Two years later, Shopify's stock price has soared, having rebounded more than 360% since the low in October 2022. These institutions have undoubtedly been 'slapped in the face' by the strong performance and stock price displayed by Shopify amid the assault from formidable competitors.
According to institutional estimates, in the GMV rankings of global mainstream e-commerce platforms for the first half of 2024, Shopify firmly holds second place with a significant advantage, only behind amazon, and well ahead of platforms like Shopee, ebay, and TEMU.
Analysts have raised the target price.
In light of optimistic expectations for economic recovery and consumer spending during the holidays, Wall Street institutions such as goldman sachs have raised their target price for Shopify.

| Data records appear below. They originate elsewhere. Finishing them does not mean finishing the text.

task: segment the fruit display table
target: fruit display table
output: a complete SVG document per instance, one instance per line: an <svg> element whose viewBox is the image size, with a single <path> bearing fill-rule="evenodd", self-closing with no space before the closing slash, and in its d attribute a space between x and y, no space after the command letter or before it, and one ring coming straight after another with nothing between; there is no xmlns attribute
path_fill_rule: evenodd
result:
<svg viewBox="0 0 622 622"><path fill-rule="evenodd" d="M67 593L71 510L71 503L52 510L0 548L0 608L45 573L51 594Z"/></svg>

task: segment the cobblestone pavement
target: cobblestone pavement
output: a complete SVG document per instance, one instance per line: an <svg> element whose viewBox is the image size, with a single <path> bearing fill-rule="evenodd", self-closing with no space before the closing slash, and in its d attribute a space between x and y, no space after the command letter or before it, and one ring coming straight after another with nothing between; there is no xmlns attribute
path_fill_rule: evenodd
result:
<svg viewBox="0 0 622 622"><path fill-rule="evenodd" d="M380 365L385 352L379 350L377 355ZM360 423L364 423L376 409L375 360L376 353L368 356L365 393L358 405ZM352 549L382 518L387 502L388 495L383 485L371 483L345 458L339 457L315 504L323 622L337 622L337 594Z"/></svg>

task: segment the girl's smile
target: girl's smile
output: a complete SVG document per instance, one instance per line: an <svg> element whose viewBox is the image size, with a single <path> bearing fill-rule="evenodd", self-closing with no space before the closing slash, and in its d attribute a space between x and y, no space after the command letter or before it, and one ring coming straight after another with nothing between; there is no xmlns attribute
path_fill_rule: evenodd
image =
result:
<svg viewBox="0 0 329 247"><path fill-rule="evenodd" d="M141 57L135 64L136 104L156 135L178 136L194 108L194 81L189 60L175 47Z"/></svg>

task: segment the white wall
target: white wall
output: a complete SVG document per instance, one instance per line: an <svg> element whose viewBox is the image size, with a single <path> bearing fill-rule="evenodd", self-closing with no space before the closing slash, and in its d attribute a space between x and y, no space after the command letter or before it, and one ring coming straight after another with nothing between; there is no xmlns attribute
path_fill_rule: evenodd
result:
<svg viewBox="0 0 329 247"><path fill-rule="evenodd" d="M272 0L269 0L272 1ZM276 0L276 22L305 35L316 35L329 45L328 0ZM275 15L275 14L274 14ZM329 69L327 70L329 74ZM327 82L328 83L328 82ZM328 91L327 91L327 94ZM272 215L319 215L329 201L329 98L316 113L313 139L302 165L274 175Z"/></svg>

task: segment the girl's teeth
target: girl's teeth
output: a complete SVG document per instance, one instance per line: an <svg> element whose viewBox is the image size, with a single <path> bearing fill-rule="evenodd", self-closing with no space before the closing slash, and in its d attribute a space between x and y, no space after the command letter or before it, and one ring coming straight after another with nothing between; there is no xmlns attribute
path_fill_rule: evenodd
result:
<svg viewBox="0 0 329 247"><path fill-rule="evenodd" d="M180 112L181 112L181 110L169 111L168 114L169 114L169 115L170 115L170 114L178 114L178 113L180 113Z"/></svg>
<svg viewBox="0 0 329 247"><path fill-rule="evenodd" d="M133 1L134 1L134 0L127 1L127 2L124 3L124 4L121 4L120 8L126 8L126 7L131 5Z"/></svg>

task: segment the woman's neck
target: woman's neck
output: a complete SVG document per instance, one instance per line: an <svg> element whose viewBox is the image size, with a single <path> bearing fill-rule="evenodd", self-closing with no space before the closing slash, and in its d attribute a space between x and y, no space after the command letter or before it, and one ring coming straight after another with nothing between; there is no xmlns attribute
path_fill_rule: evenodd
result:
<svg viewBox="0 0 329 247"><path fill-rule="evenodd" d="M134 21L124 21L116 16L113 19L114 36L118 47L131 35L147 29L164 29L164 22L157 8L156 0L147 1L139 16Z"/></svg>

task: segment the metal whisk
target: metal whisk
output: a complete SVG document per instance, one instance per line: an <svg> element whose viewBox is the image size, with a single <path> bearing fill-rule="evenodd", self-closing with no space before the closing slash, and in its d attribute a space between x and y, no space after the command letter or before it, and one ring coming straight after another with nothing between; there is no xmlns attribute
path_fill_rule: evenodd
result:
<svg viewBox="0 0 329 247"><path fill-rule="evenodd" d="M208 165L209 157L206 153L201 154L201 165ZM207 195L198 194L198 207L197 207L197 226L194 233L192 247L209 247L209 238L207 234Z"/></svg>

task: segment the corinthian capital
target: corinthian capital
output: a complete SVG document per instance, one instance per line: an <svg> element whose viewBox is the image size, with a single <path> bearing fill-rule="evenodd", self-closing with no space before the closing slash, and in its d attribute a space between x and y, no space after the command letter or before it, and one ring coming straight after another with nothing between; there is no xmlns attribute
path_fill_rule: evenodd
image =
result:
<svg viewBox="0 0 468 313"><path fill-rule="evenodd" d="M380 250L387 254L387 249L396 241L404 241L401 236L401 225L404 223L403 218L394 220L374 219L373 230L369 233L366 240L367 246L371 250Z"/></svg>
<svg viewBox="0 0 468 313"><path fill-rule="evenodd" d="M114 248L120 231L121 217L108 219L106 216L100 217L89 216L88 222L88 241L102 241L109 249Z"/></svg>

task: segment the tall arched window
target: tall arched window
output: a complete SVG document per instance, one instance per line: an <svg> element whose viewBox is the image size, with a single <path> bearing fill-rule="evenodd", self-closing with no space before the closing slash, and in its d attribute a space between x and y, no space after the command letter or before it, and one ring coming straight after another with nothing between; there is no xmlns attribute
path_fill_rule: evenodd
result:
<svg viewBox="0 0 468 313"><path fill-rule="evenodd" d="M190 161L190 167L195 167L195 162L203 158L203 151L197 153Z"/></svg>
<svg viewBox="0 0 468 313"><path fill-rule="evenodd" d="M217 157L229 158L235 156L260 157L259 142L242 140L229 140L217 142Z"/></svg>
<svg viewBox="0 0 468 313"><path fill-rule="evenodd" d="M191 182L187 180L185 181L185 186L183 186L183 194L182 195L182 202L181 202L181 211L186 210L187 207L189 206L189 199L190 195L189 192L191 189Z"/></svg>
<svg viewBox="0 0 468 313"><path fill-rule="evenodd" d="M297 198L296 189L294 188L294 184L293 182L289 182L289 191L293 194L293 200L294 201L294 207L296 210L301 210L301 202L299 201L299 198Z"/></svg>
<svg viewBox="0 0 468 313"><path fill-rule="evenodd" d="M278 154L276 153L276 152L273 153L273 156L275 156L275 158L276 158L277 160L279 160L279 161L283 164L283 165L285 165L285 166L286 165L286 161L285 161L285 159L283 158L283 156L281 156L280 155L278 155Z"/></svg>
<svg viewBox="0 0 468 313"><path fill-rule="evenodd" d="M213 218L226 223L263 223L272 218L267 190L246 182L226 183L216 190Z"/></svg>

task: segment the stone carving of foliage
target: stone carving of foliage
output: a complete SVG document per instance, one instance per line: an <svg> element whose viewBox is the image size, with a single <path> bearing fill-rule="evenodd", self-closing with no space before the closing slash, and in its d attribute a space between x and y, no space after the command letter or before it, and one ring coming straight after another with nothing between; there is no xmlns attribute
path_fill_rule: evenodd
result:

Goldman sachs raised its target price for Shopify to 135 USD after the company released its financial report, indicating that there is still a 24% upside potential from the current latest price. The report pointed out that under the backdrop of overall resilient consumer spending, the number of large retailers and companies contracting services is continuously increasing, and the uptrend in stock prices remains strong. The total volume of Shopify's commodities and the multiple of e-commerce GMV are also maintained above three times, reflecting the ongoing revenue growth in the usa e-commerce market.
CFRA analysts reiterated a 'buy' rating on Shopify stocks and raised their target price to 135 USD, stating that their third-quarter performance guidance indicates that even under the macro pressures of slowing consumer demand, Shopify's growth continues to accelerate. They noted that the company has enhanced the momentum of business growth by expanding products, increasing new merchants, and scaling existing merchants.
Jefferies analysts indicated that the outlook for the fourth quarter is 'impressive,' expecting revenue to accelerate, and the GAAP operating expenses as a percentage of revenue will decrease significantly. The third-quarter report suggests that Shopify can 'continue to effectively scale its business and achieve profitability.'
In the short term, there is a continuous stream of bullish news regarding Shopify. According to Bloomberg, Shopify has recently followed the renowned Silicon Valley investor Peter Thiel in investing in a fintech company, and Peter Thiel firmly supports the Trump camp and is a close friend of the next vice president of the USA, JD Vance.
Analysts have stated that, given Peter Thiel's future importance in the Trump administration, he will have influence over policies and regulations in the technology sector. Collaborating with Thiel and his venture capital firm may provide Shopify with a certain level of support and assistance in future communications regarding international policies with the USA.
In the long run, the e-commerce development prospects are positive in most regions globally, and Shopify still has a significant room for improvement in penetration rates in the USA and Europe, with its growth momentum expected to gradually strengthen.